いつか行こうは絶対行かない。数年前の1月末、残業の帰り道、思い立ったタイミングを逃さず、乗ってみる事にした。
勝手知ったるノルベサ内、7階の乗り場へ上がり、乗車券を買う。係員の人の誘導でゴンドラへ乗り込んだ。

雪の降りしきる中、ゴンドラが上がり始めた。
時間は20時。ノリアにとっては宵の口である。なにしろ休み前の午前3時、平日前で23時まで営業している。
暖房完備のゴンドラは、寒さを感じる事もない。

ノリアの直径は45.5m、地上78mに達する。32台のゴンドラが1回転して10分間。
ゴンドラが少しずつ上がるにつれ、無骨な鉄骨から視界が開け、すすきのの賑わいが遠ざかりつつ全体を見せ始める。

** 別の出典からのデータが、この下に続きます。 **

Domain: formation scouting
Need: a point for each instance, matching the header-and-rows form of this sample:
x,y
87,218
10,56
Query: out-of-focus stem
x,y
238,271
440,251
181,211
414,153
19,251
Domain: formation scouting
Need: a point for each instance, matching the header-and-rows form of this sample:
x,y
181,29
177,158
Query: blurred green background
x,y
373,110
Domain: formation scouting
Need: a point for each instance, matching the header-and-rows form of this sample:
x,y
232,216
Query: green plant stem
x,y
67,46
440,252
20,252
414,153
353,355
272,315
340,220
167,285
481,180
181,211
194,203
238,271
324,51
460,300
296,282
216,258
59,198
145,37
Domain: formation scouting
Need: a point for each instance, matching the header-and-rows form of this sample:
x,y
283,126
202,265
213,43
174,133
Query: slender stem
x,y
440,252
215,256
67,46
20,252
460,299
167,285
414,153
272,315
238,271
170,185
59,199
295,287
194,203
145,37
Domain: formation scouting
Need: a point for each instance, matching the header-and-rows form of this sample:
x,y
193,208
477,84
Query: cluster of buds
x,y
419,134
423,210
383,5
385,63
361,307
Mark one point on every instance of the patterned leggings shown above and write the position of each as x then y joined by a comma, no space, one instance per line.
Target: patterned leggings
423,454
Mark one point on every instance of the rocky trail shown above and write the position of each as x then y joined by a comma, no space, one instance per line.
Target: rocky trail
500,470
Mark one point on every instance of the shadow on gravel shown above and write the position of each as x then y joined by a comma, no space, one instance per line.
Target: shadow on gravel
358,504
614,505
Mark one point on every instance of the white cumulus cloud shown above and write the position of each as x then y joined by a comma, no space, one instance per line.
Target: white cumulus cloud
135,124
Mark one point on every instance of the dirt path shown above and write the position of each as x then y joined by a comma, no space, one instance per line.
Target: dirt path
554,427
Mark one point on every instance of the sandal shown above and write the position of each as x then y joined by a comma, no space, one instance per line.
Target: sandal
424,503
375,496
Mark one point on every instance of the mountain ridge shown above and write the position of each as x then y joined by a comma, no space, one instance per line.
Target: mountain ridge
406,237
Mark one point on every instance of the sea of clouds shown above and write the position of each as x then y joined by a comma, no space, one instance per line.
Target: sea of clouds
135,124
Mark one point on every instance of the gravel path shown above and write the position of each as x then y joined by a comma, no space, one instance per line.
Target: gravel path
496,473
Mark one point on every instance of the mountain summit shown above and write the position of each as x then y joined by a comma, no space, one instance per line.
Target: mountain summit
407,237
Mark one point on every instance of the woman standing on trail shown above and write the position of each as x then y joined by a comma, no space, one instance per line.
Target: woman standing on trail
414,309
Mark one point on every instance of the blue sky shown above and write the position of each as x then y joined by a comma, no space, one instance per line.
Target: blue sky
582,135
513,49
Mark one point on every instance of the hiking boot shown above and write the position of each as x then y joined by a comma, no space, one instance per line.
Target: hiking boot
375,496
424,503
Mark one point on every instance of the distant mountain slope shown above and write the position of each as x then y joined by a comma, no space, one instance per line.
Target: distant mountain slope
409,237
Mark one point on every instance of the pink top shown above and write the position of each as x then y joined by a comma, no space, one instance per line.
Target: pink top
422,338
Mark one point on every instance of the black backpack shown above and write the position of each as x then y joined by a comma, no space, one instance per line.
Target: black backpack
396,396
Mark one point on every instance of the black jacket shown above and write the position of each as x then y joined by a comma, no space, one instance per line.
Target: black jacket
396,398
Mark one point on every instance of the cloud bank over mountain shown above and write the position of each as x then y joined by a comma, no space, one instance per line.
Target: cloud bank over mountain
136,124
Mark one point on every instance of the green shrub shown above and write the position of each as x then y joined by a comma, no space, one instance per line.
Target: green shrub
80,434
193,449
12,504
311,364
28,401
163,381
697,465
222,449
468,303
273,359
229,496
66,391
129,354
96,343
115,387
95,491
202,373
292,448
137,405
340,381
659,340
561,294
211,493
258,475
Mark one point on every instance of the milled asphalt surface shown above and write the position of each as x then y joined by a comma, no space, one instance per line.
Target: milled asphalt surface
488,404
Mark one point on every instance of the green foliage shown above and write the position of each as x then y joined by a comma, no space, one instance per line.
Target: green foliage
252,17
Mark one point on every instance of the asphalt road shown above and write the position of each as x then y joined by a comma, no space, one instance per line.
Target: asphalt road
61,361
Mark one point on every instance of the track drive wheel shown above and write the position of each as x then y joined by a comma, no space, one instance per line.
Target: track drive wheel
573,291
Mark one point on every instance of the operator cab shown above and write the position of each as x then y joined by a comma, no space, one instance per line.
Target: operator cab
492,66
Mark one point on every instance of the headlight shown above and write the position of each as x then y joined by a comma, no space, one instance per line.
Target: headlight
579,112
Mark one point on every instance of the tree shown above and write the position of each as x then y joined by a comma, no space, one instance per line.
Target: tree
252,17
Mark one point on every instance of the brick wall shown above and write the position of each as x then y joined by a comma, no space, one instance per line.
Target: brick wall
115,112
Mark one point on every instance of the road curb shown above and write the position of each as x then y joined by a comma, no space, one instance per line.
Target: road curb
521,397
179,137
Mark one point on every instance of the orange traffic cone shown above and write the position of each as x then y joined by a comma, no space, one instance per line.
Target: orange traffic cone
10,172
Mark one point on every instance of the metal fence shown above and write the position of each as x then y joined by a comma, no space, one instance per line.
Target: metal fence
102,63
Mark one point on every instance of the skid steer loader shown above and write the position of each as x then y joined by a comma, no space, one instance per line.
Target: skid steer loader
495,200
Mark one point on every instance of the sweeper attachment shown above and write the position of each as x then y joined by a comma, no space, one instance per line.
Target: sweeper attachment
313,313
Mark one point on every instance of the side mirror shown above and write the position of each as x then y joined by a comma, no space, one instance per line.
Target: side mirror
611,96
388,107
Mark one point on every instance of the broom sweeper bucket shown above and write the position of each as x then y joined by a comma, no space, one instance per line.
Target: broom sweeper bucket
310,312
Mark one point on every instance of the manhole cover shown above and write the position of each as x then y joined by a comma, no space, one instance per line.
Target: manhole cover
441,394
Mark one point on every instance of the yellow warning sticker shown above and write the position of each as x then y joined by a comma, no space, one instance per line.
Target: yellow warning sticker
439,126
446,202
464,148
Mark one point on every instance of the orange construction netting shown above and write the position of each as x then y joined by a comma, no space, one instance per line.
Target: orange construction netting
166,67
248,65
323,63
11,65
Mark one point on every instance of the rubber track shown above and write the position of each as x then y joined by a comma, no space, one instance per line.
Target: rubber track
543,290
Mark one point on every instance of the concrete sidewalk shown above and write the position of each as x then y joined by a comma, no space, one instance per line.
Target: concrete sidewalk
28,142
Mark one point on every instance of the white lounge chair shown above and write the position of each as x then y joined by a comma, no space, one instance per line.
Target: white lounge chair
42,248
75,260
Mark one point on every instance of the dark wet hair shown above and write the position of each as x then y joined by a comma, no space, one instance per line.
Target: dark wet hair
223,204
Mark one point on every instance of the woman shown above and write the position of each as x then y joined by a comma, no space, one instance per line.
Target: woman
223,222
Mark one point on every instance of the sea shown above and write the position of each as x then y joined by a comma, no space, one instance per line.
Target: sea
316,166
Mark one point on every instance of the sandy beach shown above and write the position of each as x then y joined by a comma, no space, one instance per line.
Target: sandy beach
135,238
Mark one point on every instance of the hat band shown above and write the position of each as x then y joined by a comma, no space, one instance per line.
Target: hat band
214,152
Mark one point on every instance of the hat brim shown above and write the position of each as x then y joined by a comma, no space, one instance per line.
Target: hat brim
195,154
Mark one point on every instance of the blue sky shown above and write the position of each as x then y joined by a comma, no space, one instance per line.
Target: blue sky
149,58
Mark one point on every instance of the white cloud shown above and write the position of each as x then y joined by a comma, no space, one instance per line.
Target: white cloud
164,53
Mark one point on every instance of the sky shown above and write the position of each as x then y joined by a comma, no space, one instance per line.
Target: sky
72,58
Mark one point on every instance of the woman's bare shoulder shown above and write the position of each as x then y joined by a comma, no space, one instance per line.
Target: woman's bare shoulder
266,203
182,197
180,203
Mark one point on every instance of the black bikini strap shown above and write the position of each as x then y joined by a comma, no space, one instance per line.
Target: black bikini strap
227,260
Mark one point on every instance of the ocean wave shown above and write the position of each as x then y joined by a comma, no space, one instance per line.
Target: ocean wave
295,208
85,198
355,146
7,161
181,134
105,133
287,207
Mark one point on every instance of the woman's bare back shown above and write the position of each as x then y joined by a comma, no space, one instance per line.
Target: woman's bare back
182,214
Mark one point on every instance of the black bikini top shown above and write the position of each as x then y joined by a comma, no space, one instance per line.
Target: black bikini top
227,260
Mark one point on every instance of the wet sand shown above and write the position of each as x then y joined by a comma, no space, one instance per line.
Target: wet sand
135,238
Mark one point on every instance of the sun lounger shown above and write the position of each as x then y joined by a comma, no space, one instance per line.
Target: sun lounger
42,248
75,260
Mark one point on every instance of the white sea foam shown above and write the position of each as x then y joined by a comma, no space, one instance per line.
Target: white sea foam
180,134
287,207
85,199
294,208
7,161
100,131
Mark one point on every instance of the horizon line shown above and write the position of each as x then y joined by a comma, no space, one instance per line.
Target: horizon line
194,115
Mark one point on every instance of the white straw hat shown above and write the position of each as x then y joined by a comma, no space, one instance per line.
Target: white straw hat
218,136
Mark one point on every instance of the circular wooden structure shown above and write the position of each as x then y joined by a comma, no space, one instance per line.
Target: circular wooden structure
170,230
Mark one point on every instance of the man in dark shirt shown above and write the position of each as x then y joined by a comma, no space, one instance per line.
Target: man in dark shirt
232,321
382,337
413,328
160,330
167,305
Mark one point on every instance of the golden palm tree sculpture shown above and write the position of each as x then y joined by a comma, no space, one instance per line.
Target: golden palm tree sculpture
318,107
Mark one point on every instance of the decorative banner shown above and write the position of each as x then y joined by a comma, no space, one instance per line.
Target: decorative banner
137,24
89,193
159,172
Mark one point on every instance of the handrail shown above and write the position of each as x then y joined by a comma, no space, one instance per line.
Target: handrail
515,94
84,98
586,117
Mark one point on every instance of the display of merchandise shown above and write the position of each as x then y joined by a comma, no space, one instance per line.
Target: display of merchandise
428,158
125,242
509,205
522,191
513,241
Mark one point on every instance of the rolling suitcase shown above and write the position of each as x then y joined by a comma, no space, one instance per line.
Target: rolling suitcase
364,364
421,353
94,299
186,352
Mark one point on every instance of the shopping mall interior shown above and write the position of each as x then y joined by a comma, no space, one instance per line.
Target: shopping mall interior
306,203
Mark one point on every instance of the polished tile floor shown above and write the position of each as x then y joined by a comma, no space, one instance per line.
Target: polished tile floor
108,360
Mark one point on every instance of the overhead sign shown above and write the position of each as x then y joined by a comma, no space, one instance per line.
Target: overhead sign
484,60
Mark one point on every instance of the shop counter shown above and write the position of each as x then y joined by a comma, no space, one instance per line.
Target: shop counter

雪はまだ激しく降っている。けれどこの程度の勢いなら光は雪をすり抜けていく。ニッカの看板がはっきりとよく見える。その周り、様々な飲み屋のネオンが眩しい。反対を見るとテレビ塔が、これはライトアップで全体が光っている。
雪化粧の地上の建物を細かく見る事が出来るけれど、全体を視界に入れられる。そこにゴンドラのガラスと雪のソフトフォーカスがかかり、幾分光を滲ませる。ファンタジックと表現するのが塩梅良さそうな風景であった。

おわりに

子供っぽい、1人だから、混んでそう、わざわざそんな、乗らない理由はいくらでもあるだろう。
けれど塔にせよ観覧車にせよ、営業が終われば見られなくなる風景は機を逃さず見ておいた方が良い。

一期一会は、何も人にばかり当てはまる訳ではないと、常々思うのである。
と、大袈裟に考えなくとも、近場の宿ならば、夕食後にでも行ってみると良い。むしろそういう酔っ払った勢いという乗り方が、一番合っているのではなかろうか。